If you are ONLY considering the health of the reefs, then cyanide needs to be stopped in Phillippines and Indo. Not just for this industry, but for food fish also. Steve could probably address this better than I, but I would think that even if you stopped cyanide in the industry, that the food fish people would still continue to destroy reefs and the "positive" impact from the industry would be completely negated. There are reports of cyanide in Sri Lanka and the Red Sea- this needs to be stopped also. In countries where cyanide isn't a problem (Fiji, Tonga, Solomons, etc...) the focus should be on sustainability issues and collateral damage (crowbarring reefs).
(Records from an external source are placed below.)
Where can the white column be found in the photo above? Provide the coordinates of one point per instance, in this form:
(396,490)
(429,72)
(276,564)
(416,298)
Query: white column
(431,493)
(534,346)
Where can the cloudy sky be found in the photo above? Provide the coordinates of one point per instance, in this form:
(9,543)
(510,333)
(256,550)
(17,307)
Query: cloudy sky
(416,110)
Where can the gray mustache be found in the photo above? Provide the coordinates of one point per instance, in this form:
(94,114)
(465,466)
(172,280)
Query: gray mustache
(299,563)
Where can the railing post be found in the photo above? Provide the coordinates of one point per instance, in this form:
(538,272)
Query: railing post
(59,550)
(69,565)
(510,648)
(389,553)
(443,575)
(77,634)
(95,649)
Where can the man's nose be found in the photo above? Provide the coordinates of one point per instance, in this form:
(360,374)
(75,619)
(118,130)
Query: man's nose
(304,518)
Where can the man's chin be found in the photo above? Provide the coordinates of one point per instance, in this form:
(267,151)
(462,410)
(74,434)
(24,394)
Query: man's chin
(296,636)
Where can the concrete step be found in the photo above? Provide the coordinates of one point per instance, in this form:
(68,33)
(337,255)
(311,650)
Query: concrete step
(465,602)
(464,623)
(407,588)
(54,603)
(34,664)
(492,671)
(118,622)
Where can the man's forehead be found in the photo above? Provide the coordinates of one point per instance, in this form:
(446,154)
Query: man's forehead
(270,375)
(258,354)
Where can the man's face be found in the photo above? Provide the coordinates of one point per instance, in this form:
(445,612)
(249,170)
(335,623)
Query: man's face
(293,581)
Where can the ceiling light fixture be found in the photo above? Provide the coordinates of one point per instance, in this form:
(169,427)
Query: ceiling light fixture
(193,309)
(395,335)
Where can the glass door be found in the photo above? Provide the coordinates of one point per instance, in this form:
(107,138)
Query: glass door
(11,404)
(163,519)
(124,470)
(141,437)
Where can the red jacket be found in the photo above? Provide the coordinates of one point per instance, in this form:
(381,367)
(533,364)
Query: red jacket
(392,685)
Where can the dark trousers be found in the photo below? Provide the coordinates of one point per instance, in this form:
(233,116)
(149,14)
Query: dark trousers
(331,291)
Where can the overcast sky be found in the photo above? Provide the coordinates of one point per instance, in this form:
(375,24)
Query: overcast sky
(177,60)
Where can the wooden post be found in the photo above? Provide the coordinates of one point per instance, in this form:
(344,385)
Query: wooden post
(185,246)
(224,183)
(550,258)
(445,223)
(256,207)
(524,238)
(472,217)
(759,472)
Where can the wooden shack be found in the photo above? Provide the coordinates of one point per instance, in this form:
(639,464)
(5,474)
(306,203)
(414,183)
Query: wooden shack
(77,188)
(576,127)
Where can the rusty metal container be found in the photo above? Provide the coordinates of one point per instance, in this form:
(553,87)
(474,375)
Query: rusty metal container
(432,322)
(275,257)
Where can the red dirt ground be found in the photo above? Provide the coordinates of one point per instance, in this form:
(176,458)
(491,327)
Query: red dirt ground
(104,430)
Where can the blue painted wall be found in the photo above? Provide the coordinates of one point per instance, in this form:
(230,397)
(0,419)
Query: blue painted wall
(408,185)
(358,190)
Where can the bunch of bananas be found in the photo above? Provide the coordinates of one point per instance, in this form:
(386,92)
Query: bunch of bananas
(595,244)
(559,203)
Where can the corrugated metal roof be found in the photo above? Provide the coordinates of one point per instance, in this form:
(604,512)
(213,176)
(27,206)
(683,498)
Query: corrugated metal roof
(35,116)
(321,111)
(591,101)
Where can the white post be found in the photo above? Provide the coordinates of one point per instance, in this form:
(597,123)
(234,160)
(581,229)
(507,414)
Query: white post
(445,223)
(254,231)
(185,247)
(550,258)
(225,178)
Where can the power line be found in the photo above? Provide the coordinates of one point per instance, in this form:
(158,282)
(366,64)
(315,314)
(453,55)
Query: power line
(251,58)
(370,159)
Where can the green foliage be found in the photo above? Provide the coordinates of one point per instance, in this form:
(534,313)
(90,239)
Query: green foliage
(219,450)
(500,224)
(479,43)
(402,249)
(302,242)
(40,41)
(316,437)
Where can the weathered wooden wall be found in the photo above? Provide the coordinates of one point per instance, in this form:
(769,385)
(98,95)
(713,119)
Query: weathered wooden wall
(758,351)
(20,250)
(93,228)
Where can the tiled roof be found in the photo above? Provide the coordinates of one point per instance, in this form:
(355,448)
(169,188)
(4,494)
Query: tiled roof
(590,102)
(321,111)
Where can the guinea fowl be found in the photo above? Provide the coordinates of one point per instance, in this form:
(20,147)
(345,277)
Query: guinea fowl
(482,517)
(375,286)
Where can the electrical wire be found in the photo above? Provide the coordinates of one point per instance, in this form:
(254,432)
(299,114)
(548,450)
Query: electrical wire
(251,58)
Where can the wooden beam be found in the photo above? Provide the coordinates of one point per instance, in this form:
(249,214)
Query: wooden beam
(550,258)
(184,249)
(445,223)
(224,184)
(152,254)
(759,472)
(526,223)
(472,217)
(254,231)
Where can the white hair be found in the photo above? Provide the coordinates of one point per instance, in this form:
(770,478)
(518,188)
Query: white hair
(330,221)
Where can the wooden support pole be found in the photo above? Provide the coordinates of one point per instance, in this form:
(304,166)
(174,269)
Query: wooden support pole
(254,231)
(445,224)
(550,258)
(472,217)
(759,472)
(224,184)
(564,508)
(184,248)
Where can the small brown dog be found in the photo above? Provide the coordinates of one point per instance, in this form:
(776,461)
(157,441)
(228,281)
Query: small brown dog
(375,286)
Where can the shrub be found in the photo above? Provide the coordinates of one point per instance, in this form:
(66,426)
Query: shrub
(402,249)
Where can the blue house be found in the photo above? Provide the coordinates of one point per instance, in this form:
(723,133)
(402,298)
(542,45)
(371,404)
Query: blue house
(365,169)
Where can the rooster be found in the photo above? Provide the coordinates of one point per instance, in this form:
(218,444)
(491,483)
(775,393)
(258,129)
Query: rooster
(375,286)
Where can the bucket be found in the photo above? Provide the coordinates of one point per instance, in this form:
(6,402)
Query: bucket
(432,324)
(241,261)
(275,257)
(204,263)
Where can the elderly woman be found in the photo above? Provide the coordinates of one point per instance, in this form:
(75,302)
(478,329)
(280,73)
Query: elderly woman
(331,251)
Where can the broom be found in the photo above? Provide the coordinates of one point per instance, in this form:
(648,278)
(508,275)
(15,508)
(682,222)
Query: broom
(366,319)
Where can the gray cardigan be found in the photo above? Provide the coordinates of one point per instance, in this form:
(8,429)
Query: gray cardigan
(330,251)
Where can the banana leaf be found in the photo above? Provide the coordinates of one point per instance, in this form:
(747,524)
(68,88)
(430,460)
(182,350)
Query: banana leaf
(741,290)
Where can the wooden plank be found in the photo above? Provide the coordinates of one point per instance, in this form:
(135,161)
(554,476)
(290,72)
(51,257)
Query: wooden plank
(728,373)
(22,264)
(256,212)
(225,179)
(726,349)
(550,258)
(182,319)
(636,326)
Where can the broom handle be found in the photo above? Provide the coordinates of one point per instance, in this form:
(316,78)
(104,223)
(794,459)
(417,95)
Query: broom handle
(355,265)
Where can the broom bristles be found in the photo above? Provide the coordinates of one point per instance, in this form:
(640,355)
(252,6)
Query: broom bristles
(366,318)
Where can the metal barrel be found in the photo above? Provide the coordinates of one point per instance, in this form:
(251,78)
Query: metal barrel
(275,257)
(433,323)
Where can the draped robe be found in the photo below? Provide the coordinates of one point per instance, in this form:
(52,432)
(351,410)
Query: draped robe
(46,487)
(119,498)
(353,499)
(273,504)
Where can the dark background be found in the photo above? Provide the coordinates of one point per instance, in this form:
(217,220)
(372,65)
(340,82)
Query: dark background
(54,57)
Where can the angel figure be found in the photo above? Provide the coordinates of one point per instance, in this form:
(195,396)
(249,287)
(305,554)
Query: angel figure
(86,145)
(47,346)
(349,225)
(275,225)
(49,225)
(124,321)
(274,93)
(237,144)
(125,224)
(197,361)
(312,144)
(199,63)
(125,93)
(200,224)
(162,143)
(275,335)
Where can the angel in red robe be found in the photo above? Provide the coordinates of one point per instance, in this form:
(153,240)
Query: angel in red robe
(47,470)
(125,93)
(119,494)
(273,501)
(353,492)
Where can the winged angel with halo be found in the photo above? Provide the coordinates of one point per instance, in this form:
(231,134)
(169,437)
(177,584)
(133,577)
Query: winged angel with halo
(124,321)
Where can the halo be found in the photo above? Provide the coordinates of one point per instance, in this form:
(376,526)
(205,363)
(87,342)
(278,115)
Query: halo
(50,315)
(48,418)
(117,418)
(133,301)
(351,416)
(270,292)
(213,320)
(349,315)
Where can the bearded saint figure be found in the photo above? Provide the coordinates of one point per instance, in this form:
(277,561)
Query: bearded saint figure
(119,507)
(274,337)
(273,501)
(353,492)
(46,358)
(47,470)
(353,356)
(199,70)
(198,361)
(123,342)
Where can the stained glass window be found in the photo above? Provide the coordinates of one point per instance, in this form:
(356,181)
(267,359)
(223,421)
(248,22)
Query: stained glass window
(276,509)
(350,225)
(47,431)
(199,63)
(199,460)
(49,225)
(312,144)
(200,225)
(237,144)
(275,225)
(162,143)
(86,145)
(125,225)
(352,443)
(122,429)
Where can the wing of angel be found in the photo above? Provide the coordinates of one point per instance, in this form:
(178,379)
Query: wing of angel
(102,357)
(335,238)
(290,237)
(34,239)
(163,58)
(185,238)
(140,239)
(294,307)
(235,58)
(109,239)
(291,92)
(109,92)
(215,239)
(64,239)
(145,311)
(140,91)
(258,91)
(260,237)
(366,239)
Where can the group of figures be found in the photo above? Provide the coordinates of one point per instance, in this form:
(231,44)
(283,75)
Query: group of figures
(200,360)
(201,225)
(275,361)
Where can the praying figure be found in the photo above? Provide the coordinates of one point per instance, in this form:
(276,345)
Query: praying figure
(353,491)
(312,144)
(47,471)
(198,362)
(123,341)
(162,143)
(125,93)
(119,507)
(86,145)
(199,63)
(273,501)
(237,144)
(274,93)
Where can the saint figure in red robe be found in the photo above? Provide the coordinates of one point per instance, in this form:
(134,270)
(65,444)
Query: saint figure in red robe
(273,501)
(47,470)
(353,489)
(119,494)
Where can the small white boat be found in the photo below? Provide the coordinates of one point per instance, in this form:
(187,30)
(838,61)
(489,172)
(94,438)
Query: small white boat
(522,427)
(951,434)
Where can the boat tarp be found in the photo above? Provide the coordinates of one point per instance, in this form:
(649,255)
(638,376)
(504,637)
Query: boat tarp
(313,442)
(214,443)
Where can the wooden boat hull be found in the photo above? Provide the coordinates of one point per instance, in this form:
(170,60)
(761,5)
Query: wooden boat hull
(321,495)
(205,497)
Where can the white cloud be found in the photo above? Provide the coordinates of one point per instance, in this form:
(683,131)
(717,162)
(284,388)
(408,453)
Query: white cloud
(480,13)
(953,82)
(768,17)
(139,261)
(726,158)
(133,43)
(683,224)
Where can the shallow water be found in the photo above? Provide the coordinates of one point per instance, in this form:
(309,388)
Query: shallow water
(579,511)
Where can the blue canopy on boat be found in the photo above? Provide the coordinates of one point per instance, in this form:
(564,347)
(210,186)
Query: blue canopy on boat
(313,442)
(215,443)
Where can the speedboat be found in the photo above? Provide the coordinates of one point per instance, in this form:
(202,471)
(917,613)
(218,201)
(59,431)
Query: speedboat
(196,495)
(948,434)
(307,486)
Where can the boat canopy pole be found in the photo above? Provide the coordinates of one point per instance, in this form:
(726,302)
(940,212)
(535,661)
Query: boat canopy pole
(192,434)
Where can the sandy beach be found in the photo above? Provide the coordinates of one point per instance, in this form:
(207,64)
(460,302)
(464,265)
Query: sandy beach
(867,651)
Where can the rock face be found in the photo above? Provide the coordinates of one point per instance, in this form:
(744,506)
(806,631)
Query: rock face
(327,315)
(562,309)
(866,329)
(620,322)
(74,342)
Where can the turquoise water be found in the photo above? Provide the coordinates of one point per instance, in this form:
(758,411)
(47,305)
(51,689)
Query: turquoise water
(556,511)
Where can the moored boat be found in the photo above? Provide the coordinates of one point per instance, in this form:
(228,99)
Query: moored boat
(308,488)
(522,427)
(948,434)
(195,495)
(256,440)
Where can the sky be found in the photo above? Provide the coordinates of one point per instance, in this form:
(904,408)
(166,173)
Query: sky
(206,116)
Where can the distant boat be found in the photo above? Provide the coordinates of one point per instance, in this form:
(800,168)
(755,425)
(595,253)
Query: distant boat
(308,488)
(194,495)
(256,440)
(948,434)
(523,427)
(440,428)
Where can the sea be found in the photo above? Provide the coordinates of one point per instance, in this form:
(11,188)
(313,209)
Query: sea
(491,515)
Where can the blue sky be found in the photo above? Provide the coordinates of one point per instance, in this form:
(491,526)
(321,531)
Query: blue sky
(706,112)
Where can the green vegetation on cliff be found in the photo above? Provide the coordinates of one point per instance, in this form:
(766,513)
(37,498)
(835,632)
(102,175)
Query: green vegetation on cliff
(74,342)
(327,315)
Cyanide is not the only problem facing the industry. And frankly, as far as fish mortalities within the industry are concerned, handling is much more of a problem than cynanide. Tight pack is one of the big problems. Tonga and Fiji actually have better flights than PI or Indo- less of them, but airtime is less. Fiji is a 10 hour direct flight. I would rather have my animals packed loose and get here alive than packed tight and save a few pennies on frieght- just to end up losing the fish. Case in point: Tonga. I received a shipment of wrasses that were packed in 4" bags. They had mucused up and I lost a lot of them. I contacted the supplier, requested size 6" bags for the wrasses in the future and he almost fainted. He said everyone else tries to get him to pack tighter- he's never heard someone requesting more water with a fish. I pay a heck of a lot more for freight from Tonga & Fiji because of all of the "excess" water. But I'd rather pay for water than dead or over stressed fish anyday.